[英]Saving output the to JSON format
我正在嘗試將我的 output 即og = OpenGraph(i, ["og:title", "og:description", "og:image", "og:url"])
寫入 JSON 文件。 但是當我看到驗證 output 時,它說它不是正確的 JSON 標准共振峰。 誰能幫助我,我做錯了什么。
# -*- coding: utf-8 -*-
import scrapy
from..items import news18Item
import re
from webpreview import web_preview
from webpreview import OpenGraph
import json
class News18SSpider(scrapy.Spider):
name = 'news18_story'
page_number = 2
start_urls = ['https://www.news18.com/movies/page-1/']
def parse(self, response):
items = news18Item()
page_id = response.xpath('/html/body/div[2]/div[5]/div[2]/div[1]/div[*]/div[*]/p/a/@href').getall()
items['page_id'] = page_id
story_url = page_id
for i in story_url :
og = OpenGraph(i, ["og:title", "og:description", "og:image", "og:url"])

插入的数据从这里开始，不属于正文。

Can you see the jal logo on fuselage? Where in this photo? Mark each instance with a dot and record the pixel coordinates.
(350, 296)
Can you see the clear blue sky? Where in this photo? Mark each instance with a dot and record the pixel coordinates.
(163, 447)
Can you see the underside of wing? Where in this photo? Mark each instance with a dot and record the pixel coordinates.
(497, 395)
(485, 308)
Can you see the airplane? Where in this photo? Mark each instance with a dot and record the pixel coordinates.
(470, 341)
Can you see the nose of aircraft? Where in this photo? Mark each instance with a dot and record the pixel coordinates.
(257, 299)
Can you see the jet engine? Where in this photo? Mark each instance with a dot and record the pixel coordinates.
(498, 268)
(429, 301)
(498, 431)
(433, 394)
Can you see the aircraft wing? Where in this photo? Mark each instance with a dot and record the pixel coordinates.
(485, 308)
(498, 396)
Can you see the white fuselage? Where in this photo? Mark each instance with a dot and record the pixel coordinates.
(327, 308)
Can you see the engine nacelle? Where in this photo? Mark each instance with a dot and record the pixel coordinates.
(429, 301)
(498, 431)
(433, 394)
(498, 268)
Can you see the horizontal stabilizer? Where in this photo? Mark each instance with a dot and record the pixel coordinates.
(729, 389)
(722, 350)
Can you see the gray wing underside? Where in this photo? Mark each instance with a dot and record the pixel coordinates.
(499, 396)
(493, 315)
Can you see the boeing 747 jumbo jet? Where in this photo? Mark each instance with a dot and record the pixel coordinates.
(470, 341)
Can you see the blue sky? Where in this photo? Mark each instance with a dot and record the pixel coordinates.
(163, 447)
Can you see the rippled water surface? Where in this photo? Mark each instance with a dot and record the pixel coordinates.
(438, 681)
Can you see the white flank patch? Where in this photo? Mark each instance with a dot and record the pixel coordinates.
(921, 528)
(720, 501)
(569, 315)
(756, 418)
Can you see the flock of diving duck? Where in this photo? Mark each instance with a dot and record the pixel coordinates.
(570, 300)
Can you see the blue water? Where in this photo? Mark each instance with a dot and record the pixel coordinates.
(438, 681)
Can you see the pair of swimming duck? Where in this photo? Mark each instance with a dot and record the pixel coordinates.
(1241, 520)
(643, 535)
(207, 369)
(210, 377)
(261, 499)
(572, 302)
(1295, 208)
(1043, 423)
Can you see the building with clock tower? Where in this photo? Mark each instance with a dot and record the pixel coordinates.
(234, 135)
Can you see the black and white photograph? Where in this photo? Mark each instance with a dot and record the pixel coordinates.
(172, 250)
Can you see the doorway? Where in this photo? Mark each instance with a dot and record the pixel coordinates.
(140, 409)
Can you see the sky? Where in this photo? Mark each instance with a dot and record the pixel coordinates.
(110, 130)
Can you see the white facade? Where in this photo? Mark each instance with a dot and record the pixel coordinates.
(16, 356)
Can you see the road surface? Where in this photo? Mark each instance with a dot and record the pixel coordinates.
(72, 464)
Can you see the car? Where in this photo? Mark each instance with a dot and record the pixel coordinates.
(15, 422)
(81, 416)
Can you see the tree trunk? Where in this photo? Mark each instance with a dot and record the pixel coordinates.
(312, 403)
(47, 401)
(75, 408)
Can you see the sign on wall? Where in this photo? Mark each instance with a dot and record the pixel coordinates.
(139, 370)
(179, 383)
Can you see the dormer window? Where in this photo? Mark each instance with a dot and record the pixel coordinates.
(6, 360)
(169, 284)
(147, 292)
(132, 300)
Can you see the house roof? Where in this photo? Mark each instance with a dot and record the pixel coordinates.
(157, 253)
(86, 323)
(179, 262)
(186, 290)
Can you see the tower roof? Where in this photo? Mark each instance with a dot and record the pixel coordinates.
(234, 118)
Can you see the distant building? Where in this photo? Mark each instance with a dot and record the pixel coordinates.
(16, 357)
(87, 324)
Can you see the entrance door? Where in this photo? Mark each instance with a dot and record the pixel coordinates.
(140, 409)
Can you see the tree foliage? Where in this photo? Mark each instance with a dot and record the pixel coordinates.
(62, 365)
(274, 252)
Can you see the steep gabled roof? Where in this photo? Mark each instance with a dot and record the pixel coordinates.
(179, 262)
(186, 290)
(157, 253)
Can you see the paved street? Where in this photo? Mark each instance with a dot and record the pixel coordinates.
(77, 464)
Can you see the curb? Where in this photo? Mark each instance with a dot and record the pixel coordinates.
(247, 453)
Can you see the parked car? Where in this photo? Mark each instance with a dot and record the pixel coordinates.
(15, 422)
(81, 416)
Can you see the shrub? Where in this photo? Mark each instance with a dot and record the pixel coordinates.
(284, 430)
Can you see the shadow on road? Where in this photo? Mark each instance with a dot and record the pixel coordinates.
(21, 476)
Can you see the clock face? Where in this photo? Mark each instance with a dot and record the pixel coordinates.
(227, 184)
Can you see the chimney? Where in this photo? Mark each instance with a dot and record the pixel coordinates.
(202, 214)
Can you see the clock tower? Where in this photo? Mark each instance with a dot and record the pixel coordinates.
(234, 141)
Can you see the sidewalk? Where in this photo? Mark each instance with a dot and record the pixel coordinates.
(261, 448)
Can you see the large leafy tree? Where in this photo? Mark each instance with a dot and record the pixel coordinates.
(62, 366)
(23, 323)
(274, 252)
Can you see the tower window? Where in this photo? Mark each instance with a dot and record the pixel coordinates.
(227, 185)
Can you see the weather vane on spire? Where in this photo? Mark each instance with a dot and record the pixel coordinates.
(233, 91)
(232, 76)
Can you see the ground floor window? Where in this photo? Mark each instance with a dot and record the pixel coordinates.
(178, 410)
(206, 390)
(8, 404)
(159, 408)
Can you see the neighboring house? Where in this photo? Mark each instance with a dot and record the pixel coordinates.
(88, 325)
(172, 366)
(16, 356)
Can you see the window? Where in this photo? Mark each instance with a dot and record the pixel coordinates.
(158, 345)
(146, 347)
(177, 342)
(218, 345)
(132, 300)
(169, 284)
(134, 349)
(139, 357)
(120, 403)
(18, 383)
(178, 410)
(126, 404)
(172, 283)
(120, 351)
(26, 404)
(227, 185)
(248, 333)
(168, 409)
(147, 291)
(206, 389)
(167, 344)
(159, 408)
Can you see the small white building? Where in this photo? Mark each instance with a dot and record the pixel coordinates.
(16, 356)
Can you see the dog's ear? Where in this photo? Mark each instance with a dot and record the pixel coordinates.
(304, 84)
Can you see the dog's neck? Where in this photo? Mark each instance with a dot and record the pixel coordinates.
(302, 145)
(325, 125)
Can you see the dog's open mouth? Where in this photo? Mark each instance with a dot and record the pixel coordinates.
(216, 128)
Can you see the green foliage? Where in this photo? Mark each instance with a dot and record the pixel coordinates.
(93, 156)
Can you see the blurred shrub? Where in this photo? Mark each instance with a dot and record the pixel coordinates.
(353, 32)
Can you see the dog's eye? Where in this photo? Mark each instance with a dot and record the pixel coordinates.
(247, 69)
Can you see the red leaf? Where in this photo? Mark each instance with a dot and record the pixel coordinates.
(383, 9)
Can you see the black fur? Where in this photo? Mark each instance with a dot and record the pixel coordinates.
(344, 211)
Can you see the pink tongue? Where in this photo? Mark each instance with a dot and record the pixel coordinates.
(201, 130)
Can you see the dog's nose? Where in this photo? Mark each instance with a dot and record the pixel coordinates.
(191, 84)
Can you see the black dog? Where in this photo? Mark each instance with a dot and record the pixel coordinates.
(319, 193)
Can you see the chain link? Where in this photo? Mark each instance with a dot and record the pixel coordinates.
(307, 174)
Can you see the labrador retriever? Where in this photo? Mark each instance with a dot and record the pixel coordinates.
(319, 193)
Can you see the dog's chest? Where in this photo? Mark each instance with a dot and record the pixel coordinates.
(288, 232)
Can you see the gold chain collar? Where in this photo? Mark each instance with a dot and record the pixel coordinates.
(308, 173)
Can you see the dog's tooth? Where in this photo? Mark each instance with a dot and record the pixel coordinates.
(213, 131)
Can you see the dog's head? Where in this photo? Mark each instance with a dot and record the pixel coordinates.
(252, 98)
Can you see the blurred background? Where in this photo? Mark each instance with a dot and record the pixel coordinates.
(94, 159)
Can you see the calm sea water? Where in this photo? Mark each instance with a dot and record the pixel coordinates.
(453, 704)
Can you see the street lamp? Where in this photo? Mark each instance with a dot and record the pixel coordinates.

dictionary =[{ "page_title": og.title }, { "description": og.description }, { "image_url": og.image }, { "post_url": og.url}]
with open("news18_new.json", "a") as outfile:
json.dump(dictionary, outfile)
outfile.write("\n")
# json.dump("\n",outfile)
next_page = 'https://www.news18.com/movies/page-' + str(News18SSpider.page_number) + '/'
if News18SSpider.page_number <= 20:
News18SSpider.page_number += 1
yield response.follow(next_page, callback = self.parse)
pass
這是最小的工作代碼。
您可以將所有代碼放在一個文件script.py
中並作為python script.py
運行,而無需創建項目。
我將每個項目都作為單個字典
yield {
"page_title": og.title,
"description": og.description,
"image_url": og.image,
"post_url": og.url
}
和scrapy
將其保存為正確JSON
文件,其中包含一個包含多個字典的列表。
您創建了許多單獨的列表 - 這不是正確的 JSON 格式。
JSON
文件不是可以 append 新數據的格式。 它必須將所有數據讀取到 memory、append 新項目到 memory 中的數據,並將所有數據再次保存到文件中。
您可以 append 到CSV
文件,而無需將所有數據讀取到 memory。
import scrapy
from webpreview import OpenGraph
class News18SSpider(scrapy.Spider):
name = 'news18_story'
page_number = 1
start_urls = ['https://www.news18.com/movies/page-1/']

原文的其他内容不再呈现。